Wednesday, March 4, 2009

Kalau Aku Kehilangan Judul Sajak Ini, Aku Tahu Kaulah yang Mencuri

LIHAT, betapa lihainya kami saling mencuri.

Sajak ini tadinya kutulis karena aku ingin
memakai kata "maling". Aku tak ingin membuka
kamus (besar atau kecil, lengkap atau tak
lengkap) untuk memastikan apa arti kata itu.

Di folder PUISI di laptopku, kucari sajak-sajak
lama di mana kata itu hadir. Hei, aku bertemu
kamu di beberapa sajakku itu. Aku kira kau
sedang mencuri beberapa kata dari sana. Aku
menemukan kata-kata yang kau curi itu di sajakmu,
tapi, aku tak pernah punya bukti bahwa kau memang
telah mencurinya dari sajakku. Aku tak kehilangan
apa-apa. Aku tak rugi, meski aku tahu pasti kau
mencuri beberapa kata dari beberapa sajakku.

Diam-diam, aku berharap kau juga telah tahu
bahwa, aku juga sering menyelinap ke sajakmu
dan mencuri beberapa kata untuk sajak-sajakku.

Sajak ini, tadinya ingin kuberi judul dengan
kata "maling", misalnya Betapa Malingnya
Penyair Besar, Betapa Malangnya Penyair Kecil
,
tapi ah, anggap saja aku kehilangan judul sajakku
ini, dan aku tahu kaulah yang mencuri.





Kau Beri Judulnya, Aku Tulis Sajaknya

KITA tak pernah peduli pada surat Penyair Besar
kepada Penyair Muda itu.

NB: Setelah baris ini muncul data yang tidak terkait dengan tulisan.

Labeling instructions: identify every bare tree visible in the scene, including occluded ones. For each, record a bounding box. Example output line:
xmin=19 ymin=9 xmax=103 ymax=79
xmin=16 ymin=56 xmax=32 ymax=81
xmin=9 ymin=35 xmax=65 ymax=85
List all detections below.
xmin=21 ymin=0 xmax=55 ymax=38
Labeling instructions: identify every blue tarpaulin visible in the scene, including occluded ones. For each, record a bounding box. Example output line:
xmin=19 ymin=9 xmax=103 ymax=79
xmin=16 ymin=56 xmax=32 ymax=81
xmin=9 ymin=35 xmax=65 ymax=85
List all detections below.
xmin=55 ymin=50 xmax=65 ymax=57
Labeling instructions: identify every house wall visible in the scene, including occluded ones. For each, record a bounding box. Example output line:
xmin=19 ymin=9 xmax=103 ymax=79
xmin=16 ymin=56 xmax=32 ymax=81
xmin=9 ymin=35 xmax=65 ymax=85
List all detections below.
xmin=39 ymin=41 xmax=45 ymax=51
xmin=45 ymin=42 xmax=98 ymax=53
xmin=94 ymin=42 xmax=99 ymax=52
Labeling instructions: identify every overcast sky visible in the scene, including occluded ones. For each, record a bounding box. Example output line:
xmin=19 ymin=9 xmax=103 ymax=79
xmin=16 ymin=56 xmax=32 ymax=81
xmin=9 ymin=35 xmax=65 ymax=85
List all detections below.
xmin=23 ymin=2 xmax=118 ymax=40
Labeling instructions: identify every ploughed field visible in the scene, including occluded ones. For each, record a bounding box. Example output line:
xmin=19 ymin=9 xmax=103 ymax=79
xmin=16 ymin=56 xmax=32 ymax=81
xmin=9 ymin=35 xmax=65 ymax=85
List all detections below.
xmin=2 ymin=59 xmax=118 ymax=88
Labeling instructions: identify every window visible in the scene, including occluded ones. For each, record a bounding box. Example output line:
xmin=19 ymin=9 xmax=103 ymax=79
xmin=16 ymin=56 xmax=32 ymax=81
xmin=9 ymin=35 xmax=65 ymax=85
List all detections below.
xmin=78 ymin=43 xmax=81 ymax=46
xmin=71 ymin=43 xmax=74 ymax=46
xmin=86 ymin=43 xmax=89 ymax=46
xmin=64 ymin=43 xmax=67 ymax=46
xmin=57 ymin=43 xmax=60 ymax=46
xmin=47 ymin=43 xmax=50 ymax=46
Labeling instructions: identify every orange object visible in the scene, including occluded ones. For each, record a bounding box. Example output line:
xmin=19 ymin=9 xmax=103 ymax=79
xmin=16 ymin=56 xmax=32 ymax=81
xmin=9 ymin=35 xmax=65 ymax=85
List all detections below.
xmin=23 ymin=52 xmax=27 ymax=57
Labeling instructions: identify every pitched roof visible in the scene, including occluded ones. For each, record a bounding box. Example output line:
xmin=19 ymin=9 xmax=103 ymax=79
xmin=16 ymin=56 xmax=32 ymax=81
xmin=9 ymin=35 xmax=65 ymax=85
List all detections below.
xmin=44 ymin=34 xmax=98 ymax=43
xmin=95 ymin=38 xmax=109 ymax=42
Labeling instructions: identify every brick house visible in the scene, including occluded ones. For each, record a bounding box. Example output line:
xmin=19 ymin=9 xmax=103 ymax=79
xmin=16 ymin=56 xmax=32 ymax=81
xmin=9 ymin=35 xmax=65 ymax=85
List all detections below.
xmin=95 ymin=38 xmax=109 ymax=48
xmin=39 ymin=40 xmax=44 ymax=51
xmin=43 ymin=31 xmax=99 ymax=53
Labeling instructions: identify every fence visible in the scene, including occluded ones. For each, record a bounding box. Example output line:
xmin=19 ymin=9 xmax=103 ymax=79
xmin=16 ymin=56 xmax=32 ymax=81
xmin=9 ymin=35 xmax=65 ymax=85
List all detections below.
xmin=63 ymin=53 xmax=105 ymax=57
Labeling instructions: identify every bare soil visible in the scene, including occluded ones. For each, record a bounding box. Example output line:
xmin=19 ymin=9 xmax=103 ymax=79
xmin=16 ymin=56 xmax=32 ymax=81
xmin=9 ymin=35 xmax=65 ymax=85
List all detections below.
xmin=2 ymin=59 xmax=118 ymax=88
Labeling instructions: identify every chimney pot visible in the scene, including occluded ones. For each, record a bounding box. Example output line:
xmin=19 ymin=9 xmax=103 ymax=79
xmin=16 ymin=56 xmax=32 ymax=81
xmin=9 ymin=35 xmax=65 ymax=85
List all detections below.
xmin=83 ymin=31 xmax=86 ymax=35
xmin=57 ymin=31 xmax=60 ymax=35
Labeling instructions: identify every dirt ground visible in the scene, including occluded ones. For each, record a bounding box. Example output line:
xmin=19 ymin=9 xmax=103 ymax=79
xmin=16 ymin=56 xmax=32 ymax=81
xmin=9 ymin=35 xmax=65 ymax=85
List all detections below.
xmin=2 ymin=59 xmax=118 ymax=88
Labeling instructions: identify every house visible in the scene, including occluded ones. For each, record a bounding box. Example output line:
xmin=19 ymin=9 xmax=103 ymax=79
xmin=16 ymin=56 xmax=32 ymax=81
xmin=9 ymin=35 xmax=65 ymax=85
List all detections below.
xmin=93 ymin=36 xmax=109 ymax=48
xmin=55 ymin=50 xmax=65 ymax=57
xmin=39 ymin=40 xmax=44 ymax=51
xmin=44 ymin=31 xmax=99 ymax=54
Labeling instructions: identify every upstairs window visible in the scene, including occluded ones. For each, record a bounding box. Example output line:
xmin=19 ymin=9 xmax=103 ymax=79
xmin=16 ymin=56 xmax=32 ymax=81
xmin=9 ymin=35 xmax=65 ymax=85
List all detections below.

Maka, kita pun terus
bertukar sajak cinta (dan akhirnya demikianlah:
sajak menjadi alasan dan jalan kita bercinta)

"Maukah kau menyajakkan (lagi) Mataku?" katamu.

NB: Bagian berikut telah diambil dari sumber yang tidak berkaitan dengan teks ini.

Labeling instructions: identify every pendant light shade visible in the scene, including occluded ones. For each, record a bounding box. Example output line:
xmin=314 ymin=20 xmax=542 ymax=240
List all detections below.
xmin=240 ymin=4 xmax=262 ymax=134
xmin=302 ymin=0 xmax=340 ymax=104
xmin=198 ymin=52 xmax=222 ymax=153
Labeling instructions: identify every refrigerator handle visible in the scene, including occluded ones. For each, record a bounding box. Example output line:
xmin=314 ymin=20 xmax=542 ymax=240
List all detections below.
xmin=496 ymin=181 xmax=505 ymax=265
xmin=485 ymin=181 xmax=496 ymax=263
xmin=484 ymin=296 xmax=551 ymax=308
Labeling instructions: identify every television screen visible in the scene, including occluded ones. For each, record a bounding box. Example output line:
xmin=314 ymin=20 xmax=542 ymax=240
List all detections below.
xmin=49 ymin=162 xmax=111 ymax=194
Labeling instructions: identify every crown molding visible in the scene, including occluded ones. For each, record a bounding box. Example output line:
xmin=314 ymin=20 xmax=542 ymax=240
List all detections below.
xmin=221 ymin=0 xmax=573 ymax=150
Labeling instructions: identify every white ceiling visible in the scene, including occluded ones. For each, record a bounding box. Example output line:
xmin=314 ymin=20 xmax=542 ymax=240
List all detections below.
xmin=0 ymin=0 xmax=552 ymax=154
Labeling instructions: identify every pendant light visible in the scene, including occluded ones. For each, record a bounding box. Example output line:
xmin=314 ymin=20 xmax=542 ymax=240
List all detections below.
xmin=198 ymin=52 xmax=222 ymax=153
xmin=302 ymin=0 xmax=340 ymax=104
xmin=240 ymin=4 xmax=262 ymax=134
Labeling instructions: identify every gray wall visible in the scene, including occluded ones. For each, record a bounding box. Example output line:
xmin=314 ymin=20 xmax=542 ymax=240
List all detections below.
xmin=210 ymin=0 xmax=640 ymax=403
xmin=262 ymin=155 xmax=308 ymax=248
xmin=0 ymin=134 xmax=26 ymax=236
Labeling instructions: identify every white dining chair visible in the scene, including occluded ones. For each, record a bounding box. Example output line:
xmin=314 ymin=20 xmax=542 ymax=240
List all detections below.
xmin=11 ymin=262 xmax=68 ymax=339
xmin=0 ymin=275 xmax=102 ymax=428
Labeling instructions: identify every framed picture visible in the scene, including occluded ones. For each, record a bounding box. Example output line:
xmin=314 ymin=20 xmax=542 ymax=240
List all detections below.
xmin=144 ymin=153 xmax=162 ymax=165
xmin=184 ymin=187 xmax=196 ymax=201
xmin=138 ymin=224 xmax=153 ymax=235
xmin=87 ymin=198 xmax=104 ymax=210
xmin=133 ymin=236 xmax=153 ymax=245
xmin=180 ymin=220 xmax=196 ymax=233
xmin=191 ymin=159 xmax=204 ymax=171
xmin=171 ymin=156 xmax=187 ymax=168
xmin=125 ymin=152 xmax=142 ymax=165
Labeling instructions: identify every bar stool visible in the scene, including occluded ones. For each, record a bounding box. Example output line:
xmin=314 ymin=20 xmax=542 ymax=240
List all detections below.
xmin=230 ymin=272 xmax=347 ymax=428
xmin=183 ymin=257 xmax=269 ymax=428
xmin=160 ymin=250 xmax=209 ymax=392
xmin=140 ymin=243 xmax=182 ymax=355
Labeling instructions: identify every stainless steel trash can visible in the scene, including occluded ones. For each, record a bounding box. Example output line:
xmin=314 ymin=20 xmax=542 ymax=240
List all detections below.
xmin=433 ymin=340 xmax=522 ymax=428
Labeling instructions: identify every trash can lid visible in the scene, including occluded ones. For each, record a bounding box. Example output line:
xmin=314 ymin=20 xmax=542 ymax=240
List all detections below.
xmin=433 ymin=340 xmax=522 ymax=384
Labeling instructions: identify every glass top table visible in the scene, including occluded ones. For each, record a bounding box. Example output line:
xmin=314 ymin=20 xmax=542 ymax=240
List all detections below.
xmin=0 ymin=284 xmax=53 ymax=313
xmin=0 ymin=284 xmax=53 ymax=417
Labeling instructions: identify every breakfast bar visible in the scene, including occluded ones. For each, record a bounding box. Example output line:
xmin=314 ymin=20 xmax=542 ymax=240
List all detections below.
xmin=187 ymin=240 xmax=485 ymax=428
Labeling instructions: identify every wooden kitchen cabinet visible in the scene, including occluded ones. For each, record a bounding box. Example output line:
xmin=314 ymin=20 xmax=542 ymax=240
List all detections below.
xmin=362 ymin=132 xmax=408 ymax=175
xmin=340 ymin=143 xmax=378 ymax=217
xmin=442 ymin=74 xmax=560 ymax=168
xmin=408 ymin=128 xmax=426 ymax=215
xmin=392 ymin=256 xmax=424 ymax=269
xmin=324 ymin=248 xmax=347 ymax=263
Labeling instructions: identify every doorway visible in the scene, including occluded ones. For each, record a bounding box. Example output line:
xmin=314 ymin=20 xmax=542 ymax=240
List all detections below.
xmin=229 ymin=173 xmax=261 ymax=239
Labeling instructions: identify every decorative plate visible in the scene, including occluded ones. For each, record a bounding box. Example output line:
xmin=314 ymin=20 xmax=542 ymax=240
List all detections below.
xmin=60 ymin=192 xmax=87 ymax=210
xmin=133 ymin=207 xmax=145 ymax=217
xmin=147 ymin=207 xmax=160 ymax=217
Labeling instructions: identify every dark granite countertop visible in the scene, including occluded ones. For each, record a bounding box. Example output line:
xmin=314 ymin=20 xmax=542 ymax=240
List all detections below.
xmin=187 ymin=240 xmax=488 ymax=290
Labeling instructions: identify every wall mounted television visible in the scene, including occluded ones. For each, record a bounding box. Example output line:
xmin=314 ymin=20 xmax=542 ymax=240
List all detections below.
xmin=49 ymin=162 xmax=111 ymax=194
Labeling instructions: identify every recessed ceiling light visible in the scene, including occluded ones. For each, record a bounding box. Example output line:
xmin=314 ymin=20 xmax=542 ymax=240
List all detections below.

Aku pun masuk ke matamu, dan di sebuah tempat
(seperti teluk pantai teduhnya), aku direbut
ombak. Mungkin saat itu kau sedang memejam
(aku seperti melayari malam), ketika itulah
kutemukan sebait yang kuyakini sebagai sajak:

Matamu lampu mercu, menyuar lelaki pelayar,
kau tak melihatku, aku menatapi dengan rindu.

"Hmmm, sekarang, sajakkanlah dadaku," pintamu.

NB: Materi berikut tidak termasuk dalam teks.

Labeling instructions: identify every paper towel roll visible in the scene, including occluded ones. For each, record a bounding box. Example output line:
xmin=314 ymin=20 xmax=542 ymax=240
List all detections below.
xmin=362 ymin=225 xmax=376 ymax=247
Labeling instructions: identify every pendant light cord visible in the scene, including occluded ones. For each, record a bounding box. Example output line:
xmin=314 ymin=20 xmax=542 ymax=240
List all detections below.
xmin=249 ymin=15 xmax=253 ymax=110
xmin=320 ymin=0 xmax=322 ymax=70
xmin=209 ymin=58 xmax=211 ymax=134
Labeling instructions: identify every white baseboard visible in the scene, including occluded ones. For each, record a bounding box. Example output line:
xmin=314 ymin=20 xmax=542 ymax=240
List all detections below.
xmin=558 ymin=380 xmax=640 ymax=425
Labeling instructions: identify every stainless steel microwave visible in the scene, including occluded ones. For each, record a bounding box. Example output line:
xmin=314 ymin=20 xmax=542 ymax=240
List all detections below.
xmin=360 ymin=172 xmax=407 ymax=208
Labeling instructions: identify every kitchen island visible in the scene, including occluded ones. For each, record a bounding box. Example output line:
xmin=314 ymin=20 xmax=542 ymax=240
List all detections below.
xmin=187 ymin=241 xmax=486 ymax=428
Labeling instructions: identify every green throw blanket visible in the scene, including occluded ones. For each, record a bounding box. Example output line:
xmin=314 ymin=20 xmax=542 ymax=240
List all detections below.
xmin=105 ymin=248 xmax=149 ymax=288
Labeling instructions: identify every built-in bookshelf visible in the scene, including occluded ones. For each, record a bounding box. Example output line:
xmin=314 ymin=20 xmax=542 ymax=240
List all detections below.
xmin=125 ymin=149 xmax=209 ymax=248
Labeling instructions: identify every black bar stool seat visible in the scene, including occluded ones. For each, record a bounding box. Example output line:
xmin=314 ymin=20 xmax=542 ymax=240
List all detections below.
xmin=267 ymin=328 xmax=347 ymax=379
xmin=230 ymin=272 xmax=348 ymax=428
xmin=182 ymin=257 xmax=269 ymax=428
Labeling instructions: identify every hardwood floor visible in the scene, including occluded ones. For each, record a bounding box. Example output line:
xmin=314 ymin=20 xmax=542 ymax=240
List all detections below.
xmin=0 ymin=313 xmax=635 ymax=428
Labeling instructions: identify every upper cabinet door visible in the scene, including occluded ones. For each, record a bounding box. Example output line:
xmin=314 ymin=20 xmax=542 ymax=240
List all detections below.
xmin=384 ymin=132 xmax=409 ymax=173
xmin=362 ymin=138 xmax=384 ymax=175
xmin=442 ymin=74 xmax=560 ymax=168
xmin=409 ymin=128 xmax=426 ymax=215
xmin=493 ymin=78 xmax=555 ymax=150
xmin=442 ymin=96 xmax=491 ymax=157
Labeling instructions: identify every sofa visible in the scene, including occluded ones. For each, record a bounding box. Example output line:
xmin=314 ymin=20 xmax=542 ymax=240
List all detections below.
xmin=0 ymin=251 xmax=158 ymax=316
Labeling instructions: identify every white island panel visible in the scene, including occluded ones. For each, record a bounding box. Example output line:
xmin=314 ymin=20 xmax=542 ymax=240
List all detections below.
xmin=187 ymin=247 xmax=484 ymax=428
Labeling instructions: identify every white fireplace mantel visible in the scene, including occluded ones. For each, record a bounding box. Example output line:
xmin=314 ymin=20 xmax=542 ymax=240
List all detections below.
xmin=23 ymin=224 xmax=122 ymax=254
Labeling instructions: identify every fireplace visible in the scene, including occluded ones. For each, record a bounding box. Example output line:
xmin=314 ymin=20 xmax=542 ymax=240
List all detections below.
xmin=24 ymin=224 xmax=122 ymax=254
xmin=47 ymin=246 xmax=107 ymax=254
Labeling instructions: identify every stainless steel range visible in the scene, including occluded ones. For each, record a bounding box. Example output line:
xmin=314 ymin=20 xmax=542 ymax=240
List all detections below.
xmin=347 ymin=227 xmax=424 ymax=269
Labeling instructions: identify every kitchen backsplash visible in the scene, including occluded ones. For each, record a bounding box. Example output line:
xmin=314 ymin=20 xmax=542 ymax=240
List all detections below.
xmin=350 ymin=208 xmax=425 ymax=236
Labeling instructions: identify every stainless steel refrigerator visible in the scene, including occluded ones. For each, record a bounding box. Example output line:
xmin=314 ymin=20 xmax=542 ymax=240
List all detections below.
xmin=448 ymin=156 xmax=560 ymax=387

Ah, betapa ingin dan alangkah takut aku menulis
sajak tentang bagian tubuh dari mana kelak kau
dipanggil Mama oleh anak-anak kita itu.

Banyak penyair di luar percintaan kita, menulis
dadadara kekasih mereka itu dengan berbagai
metafora, tapi aku (dalam bait sajak yang kutulis
setelah kau pinta itu) menjadikannya metafora,
(sebenarnya itu sajak paling gairah yang tak
pernah ingin kuselesaikan, selamanya...)

"Inilah sajak yang paling dada. Biar aku saja
yang menyimpannya, dan biar kuberitahu judul
apa yang aku ingin kau berikan pada sajak itu.
Judul sajak cinta ini paling tepat diletakkan di
dada bukan di kepala
," katamu, mendekap sajakku.

Demikianlah, kita punya alasan yang kuat dan jalan
yang panjang untuk bercinta. Setiap kali menulis
sajak, aku seperti membaca dadamu, aku seperti
sedang menambahkan bait-bait baru pada sajak
tentang dadamu di dadadaramu itu.



Semua Kata di Sajak Ini Ingin Kuanggap Sebagai
Judul dan Sekalian Juga Isi, sebab Judul dan
Isi Sejak Kapan Mereka dengan Kejam Dipisahkan?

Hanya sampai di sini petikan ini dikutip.